Understand Your Priorities and Requirements.
First, determine what your priorities are. These dictate which software features are required and can make or break a deal.
Next, communicate these needs to your vendor ahead of time so they can customize the EHR demo to address your concerns. Meanwhile, create a checklist of your required features and priorities.
During the demo, go through the checklist and make sure everything is covered to your satisfaction. Ask plenty of questions. If the vendor says about an application, “It’s possible, but I can’t show you in a demo,” then ask whether another client has done something similar and whether you may contact that client for a reference. You could also request that the application be shown in a follow-up demo, if possible.
Explore the System’s Functionalities outside the Exam Room
Much of the pizzazz revolves around the patient exam, but equally important gains are found beyond the patient visit. For instance:
How does the software handle creation and sharing of charts? This will greatly influence its usability among health care providers.
Does the prescription function integrate smoothly into your practice’s and local pharmacies’ processes? This applies to both initial prescriptions and prescription renewal.
Will the messaging and communication systems improve reporting times and workflow? Strong systems will efficiently and easily send test results, in an easy-to-read format, both within the office and to other providers’ offices.

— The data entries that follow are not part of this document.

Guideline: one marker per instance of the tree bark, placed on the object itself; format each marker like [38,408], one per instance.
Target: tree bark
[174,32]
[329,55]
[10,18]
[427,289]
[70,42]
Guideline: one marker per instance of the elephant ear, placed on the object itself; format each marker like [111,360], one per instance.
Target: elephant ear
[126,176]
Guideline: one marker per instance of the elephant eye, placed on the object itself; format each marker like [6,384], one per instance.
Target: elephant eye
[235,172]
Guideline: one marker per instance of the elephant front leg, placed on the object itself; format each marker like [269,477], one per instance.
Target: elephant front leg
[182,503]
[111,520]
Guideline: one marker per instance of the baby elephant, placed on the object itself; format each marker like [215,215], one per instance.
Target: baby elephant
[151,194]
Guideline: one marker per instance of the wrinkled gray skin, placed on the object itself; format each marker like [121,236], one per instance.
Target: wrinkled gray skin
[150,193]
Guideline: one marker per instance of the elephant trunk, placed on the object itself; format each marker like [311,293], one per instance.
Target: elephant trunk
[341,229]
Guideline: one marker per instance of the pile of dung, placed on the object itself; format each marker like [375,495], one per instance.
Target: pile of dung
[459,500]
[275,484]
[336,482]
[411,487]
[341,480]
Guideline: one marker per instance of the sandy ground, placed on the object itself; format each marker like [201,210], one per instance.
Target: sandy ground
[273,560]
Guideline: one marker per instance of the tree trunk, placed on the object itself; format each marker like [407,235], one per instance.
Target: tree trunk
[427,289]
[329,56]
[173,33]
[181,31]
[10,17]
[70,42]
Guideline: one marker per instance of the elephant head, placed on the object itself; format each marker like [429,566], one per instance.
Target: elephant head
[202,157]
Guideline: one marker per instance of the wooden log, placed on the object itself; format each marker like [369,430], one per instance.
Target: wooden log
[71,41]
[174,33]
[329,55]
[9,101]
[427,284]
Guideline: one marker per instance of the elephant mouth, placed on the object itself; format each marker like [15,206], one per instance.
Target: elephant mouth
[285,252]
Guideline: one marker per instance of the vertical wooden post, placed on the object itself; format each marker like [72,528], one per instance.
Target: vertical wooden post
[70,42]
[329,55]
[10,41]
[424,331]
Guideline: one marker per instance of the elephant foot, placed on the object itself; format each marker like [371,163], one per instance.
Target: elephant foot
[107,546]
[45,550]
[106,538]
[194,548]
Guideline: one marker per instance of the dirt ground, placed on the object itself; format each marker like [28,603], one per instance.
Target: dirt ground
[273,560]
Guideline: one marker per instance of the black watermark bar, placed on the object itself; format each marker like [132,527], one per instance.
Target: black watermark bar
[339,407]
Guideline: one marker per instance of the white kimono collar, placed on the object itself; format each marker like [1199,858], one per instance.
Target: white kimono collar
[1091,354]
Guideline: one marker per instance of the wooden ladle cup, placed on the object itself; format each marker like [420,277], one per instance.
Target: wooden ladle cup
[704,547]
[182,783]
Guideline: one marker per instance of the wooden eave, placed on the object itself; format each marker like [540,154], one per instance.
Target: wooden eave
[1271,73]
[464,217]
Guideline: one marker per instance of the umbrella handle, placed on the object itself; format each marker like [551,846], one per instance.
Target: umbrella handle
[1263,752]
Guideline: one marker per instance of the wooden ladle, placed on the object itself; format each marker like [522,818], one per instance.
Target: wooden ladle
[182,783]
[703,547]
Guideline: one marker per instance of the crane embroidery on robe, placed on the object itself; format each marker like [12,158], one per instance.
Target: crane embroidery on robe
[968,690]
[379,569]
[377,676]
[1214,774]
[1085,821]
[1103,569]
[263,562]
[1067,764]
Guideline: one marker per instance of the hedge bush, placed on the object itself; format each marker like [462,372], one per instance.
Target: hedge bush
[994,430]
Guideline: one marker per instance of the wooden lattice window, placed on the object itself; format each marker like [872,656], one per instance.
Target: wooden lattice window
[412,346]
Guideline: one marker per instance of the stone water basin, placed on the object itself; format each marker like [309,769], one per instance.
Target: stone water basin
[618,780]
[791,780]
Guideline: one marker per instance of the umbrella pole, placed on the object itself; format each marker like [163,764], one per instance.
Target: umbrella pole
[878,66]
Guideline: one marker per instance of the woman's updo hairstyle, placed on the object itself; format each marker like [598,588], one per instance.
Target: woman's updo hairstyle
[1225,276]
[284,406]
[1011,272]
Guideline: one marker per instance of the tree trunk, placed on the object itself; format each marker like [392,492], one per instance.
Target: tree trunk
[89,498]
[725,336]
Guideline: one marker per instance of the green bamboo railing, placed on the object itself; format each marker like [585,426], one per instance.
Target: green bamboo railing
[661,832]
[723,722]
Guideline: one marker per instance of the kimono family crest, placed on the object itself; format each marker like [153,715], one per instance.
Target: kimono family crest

How intuitive and useful is the “Home” page? Also called a “Desktop” or “Dashboard,” it typically provides links to the most often used pages and incoming messages.
Does the schedule integrate well with the patient information module and the practice management system? If so, this will eliminate double data entry and streamline processes.
How easy is it to find the patient’s insurance details? Readily available information will help you direct your patient to an appropriate testing center or specialist for ancillary services and referrals.
Remember the 80/20 Rule: 20 percent of the scenarios tend to occupy 80 percent of your time and resources. As you explore the possibilities of each software package, avoid worrying about how the software will accommodate the rare problem. Since no system can possibly address every possible situation, focus on the most common scenarios instead and how the EMR software functions within those parameters.
At first glance, these hints might seem daunting, but following these steps before the EMR demo begins can prevent headaches, inefficiencies and wasted resources later on. Investing a little extra time now will pay off big when it’s time to install and adjust to a new electronic health records system.